Every year many of us engage in a ritual that leads to failure and disappointment: creating and breaking New Year’s resolutions. In December we decide, say, that we want to lose weight, declutter our homes, make better choices in relationships, or practice meditation or yoga regularly. And several weeks after January 1st, we realize that we have failed and we give up, only to resume the ritual at the same time next year. And now we feel worse than when we began because we are riddled with guilt—and maybe even shame.
An experience I had many years ago shed light on why we have so much difficulty following through on our New Year’s resolutions. “Let’s do yoga,” I said to myself, an activity that never fails to foster joy and insights. “I don’t want to!” I replied, the tone of mindless and automatic adolescent rebellion taking me by surprise. Until I realized, with shock—and not a little sadness—that I was rebelling against my own wishes as if they were abhorrent parental demands.
Here’s what I think happens with New Year’s resolutions.
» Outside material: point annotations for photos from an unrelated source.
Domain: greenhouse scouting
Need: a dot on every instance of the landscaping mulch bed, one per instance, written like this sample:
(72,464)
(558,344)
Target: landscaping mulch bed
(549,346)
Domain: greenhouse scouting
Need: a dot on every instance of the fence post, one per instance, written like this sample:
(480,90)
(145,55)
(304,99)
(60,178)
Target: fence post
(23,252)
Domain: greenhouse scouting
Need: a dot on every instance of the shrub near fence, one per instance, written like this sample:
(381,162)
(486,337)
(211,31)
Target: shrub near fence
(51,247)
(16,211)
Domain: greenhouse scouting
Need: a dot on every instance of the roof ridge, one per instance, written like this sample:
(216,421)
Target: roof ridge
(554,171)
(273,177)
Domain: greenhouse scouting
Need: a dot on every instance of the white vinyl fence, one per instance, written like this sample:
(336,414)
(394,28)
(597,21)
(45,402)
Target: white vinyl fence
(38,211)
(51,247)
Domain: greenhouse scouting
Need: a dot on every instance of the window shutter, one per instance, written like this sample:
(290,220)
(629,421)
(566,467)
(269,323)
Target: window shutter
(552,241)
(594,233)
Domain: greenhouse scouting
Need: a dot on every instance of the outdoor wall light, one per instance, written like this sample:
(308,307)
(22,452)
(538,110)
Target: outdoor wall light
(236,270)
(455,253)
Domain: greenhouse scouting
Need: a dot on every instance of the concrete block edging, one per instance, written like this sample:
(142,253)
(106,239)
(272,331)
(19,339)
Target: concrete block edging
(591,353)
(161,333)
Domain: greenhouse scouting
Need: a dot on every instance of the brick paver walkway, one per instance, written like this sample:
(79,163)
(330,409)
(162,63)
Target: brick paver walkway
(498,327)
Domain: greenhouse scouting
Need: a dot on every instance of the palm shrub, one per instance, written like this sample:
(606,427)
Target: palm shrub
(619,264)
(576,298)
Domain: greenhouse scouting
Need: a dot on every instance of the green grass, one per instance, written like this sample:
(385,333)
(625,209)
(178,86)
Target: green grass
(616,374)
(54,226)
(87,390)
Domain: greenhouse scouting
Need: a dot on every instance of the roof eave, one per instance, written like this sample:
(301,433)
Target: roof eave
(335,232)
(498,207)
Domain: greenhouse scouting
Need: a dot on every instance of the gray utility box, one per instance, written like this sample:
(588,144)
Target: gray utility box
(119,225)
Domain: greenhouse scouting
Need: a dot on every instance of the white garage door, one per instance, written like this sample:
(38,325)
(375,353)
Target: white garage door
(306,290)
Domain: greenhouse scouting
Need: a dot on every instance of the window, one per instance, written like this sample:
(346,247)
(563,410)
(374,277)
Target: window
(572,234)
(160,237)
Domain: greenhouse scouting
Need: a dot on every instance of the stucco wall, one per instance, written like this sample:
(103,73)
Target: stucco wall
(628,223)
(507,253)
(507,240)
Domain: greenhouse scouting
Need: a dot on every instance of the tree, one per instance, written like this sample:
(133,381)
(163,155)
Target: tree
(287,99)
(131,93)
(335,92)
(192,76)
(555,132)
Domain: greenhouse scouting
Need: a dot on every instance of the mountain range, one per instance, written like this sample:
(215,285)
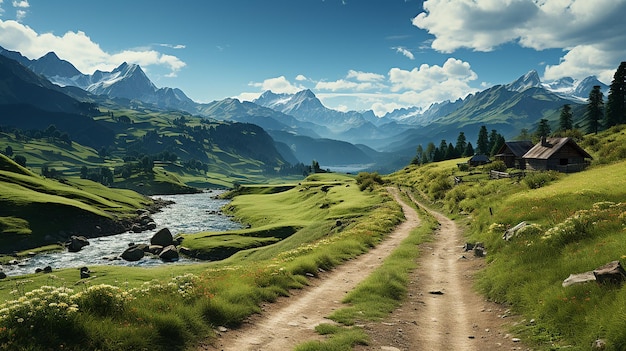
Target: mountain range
(301,122)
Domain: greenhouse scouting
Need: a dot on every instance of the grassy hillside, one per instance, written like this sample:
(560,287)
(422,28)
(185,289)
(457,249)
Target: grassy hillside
(577,224)
(317,224)
(36,211)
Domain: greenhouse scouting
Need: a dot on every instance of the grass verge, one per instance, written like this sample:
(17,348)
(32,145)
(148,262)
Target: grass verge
(377,296)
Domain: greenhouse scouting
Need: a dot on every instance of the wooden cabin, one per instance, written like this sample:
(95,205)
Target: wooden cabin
(478,160)
(512,153)
(558,154)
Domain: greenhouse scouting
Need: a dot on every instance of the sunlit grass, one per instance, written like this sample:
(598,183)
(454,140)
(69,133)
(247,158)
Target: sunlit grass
(224,293)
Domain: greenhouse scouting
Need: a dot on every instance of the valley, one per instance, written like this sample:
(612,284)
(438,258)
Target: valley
(367,257)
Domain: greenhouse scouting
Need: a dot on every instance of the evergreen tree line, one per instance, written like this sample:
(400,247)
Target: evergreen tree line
(598,115)
(486,144)
(613,113)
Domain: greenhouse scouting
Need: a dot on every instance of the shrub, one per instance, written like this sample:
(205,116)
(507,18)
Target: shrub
(103,300)
(496,166)
(39,318)
(536,180)
(367,180)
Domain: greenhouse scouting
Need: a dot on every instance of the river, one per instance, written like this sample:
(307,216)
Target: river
(190,213)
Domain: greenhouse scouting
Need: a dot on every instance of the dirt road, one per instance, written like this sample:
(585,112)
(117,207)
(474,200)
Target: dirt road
(441,313)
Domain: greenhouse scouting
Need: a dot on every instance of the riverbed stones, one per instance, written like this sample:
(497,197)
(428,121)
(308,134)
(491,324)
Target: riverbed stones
(579,278)
(133,253)
(163,238)
(169,254)
(610,273)
(76,243)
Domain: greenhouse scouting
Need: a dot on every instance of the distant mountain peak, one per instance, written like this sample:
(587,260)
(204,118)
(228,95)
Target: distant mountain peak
(528,80)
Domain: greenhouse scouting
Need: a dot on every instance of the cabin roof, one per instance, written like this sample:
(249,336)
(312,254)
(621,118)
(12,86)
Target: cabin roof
(517,148)
(549,146)
(480,158)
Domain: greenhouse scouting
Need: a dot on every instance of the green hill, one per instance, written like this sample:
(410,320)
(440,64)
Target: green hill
(35,211)
(576,225)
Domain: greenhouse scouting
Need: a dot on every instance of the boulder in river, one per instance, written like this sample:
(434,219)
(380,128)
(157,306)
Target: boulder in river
(163,238)
(133,253)
(169,254)
(76,243)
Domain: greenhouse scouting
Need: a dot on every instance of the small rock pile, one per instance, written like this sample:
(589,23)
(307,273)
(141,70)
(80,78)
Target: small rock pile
(162,244)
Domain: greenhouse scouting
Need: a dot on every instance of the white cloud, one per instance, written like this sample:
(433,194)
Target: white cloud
(407,53)
(453,73)
(79,49)
(591,33)
(22,4)
(380,93)
(279,85)
(173,46)
(20,13)
(364,76)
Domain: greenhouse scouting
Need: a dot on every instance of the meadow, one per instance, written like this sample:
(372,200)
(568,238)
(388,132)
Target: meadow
(577,222)
(331,221)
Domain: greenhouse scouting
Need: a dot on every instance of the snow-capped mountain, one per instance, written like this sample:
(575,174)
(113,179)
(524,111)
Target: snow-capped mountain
(575,90)
(527,81)
(306,107)
(127,81)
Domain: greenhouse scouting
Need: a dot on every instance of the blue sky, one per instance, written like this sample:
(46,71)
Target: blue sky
(353,54)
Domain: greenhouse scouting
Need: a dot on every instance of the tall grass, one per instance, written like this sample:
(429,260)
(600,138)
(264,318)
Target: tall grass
(128,309)
(376,296)
(577,225)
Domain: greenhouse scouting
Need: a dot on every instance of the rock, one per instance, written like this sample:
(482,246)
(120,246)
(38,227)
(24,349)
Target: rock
(509,233)
(163,237)
(610,273)
(76,243)
(133,253)
(579,278)
(468,247)
(479,250)
(84,273)
(185,251)
(155,249)
(169,254)
(598,344)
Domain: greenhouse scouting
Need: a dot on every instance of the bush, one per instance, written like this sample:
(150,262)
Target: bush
(367,180)
(103,300)
(496,166)
(536,180)
(39,318)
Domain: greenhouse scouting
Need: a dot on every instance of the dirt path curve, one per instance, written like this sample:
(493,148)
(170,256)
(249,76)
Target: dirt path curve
(442,311)
(440,314)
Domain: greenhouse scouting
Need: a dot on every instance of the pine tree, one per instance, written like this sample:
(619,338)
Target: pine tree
(524,135)
(498,144)
(594,109)
(482,144)
(543,129)
(450,152)
(566,121)
(469,150)
(493,138)
(461,144)
(616,104)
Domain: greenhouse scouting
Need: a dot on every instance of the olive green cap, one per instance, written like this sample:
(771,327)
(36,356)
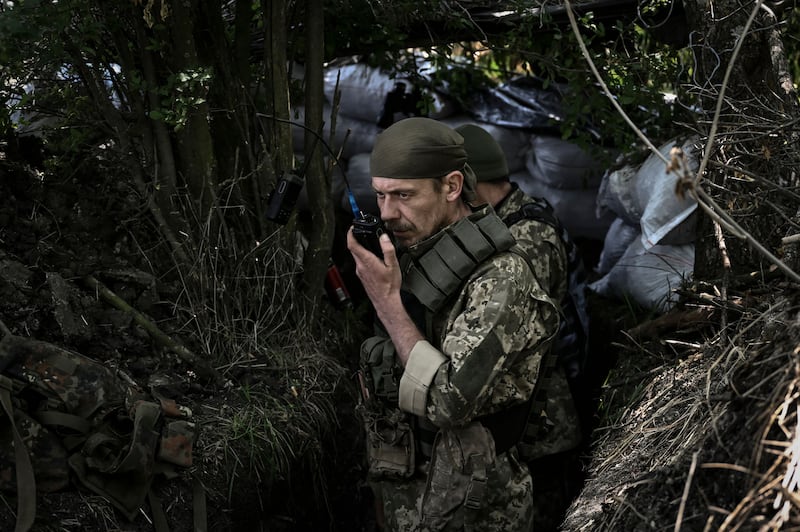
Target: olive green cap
(484,154)
(419,148)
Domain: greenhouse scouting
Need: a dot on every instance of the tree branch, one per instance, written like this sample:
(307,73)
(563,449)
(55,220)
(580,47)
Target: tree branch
(201,367)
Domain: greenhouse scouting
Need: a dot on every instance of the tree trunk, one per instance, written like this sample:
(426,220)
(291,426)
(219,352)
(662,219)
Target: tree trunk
(194,143)
(318,183)
(753,159)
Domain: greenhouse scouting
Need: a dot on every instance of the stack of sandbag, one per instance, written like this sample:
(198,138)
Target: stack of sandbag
(568,177)
(648,251)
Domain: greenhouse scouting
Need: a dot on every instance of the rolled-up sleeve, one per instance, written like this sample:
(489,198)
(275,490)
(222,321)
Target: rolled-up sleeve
(423,363)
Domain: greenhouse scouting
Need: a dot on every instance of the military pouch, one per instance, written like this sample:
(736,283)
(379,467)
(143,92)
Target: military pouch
(455,492)
(390,443)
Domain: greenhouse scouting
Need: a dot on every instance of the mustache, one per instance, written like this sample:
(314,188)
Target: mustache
(399,227)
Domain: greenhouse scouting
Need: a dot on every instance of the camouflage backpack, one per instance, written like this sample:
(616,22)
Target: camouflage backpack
(67,418)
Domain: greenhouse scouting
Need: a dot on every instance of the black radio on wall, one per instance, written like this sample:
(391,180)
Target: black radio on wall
(283,198)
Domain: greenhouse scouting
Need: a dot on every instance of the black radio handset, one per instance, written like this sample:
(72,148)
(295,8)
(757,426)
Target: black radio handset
(284,196)
(367,228)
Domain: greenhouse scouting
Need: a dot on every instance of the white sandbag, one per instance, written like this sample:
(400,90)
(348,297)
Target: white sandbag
(664,210)
(360,140)
(363,90)
(358,175)
(646,196)
(575,208)
(514,142)
(649,277)
(618,238)
(617,195)
(559,163)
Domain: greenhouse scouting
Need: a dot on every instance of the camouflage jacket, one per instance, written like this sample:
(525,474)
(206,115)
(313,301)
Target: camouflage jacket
(541,243)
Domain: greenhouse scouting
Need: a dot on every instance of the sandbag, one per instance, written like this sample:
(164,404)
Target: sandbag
(360,139)
(514,142)
(646,196)
(559,163)
(648,276)
(375,96)
(574,208)
(618,238)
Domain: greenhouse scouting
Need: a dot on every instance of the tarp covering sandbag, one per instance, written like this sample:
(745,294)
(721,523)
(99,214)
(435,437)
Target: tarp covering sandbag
(650,276)
(646,196)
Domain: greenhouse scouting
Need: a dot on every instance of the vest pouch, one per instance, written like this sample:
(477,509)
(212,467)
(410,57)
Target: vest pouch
(455,492)
(390,443)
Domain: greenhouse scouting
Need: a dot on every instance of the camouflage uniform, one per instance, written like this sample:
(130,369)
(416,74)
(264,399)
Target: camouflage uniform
(555,470)
(482,356)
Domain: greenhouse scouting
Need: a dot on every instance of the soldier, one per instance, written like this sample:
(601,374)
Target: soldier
(552,454)
(463,325)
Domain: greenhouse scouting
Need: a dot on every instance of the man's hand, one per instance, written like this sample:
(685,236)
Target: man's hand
(382,279)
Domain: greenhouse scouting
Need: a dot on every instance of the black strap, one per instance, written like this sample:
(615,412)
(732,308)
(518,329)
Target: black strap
(26,481)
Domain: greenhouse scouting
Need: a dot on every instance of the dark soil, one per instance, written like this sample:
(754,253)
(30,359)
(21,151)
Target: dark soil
(56,232)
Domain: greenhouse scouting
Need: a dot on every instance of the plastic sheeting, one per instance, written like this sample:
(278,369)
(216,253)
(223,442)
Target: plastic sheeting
(648,276)
(575,208)
(647,196)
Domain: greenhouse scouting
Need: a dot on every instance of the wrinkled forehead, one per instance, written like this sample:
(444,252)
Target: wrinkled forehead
(391,185)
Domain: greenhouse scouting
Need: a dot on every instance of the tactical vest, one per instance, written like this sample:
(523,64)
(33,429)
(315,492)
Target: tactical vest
(432,276)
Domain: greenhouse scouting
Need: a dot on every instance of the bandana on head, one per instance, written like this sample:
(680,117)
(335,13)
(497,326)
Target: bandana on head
(419,148)
(484,154)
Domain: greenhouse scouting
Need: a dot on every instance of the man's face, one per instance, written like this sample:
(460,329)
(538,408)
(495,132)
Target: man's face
(413,209)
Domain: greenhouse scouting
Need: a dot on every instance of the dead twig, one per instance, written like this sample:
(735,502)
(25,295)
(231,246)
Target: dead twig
(685,495)
(201,367)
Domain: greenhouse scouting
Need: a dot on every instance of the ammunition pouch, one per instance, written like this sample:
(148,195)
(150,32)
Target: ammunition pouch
(378,367)
(390,443)
(457,477)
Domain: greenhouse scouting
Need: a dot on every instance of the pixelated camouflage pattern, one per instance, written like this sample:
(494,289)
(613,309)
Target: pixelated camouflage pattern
(542,244)
(177,442)
(494,334)
(125,433)
(48,455)
(506,507)
(69,381)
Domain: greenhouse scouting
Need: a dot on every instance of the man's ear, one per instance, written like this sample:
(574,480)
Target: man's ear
(453,183)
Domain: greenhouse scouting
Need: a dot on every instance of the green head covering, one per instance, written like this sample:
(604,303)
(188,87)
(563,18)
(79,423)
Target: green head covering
(484,154)
(419,148)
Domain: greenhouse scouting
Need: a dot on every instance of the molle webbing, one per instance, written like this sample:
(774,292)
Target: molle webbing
(440,271)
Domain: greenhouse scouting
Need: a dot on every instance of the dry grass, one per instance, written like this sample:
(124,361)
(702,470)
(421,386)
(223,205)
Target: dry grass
(708,441)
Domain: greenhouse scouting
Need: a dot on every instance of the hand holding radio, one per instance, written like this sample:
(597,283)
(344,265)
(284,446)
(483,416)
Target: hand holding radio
(367,229)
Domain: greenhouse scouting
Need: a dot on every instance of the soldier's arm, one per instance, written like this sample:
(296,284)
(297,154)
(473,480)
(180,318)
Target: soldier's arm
(491,350)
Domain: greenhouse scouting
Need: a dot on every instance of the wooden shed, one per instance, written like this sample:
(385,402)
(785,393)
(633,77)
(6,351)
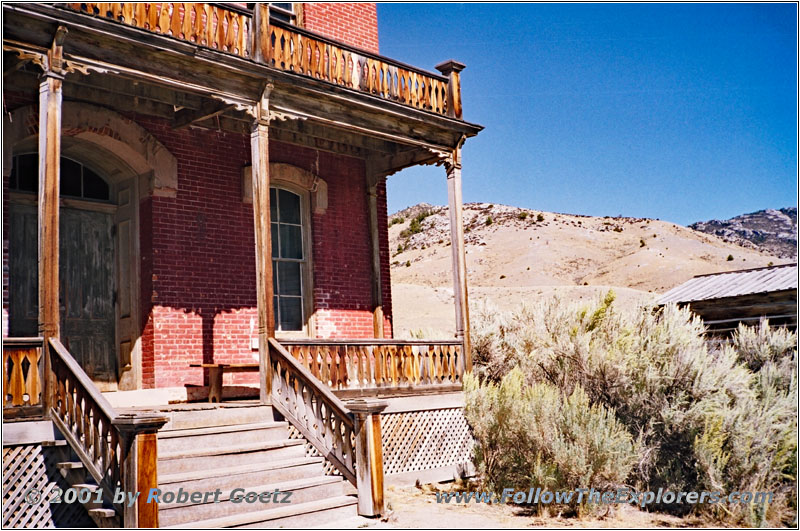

We set a goal, for example, to eat healthier foods or exercise more regularly. Having such a focus initially feels better than listlessly drifting through our lives. We avidly pursue our objective. Even if we succeed briefly, soon we “slip” because we are human and that makes us feel we’re bad. That’s why on Monday morning at work we say things like, “I was bad over the weekend. No more. . . (alcohol/cheesecake/surfing the net…).”
Then we make the fateful error of misdiagnosing the problem. We assume we failed because we are “bad”—lazy and undisciplined. This creates what Joel Kramer and Diana Alstad in The Guru Papers: Masks of Authoritarian Power call a “divided self.” We believe that the cure is to be harder on ourselves—for the “good self” to whip the “bad self” into shape. We feel coerced and oppressed by the demands of the good self, and then we rebel by not doing what we think we should do—even if we agree with the goal—in order to protect our autonomy and preserve our freedom. Then we feel like a failure, think we are bad, endeavor to be better—which, unfortunately, leads in most cases to redoubling the good self’s misguided efforts to control and tame the supposedly wayward, bad self. And that, of course, sets the stage for further self-sabotage—and failing again. And, as Kurt Vonnegut used to say, so it goes and so it goes…
But there is hope.
The solution is not so difficult:
First we need to see—and feel—the bankruptcy of the old way of operating, which may initially make us feel sad, confused, and lost. Sad because of how much we have tortured ourselves and how much time we’ve wasted on the good self/bad self merry-go-round. Confused about what to do. And lost regarding a better alternative.
Next we must correctly diagnose the problem and use a new and different approach to achieving our goals. The controlling part of ourselves, with its unrealistic demands—never to eat badly or always to exercise regularly—is the problem, not part of the solution.
When we no longer try to bully ourselves into pursuing unattainable goals, there is nothing to rebel against. Some days we eat poorly or fail to exercise. Starting fresh is one meal or 20 minutes of yoga away.
If dominating ourselves is a poor way to live, what is a healthier path? Discovering and taking seriously our genuine passions and authentic interests, which are those activities we do effortlessly in the evenings, on weekends, and during vacations. Compulsions and addictions entrap us and narrow our lives; passions enrich us, making us feel vital and alive.
This year, why not try to take your interests and passions seriously and let them—rather than coercive demands to be “good”—guide your life?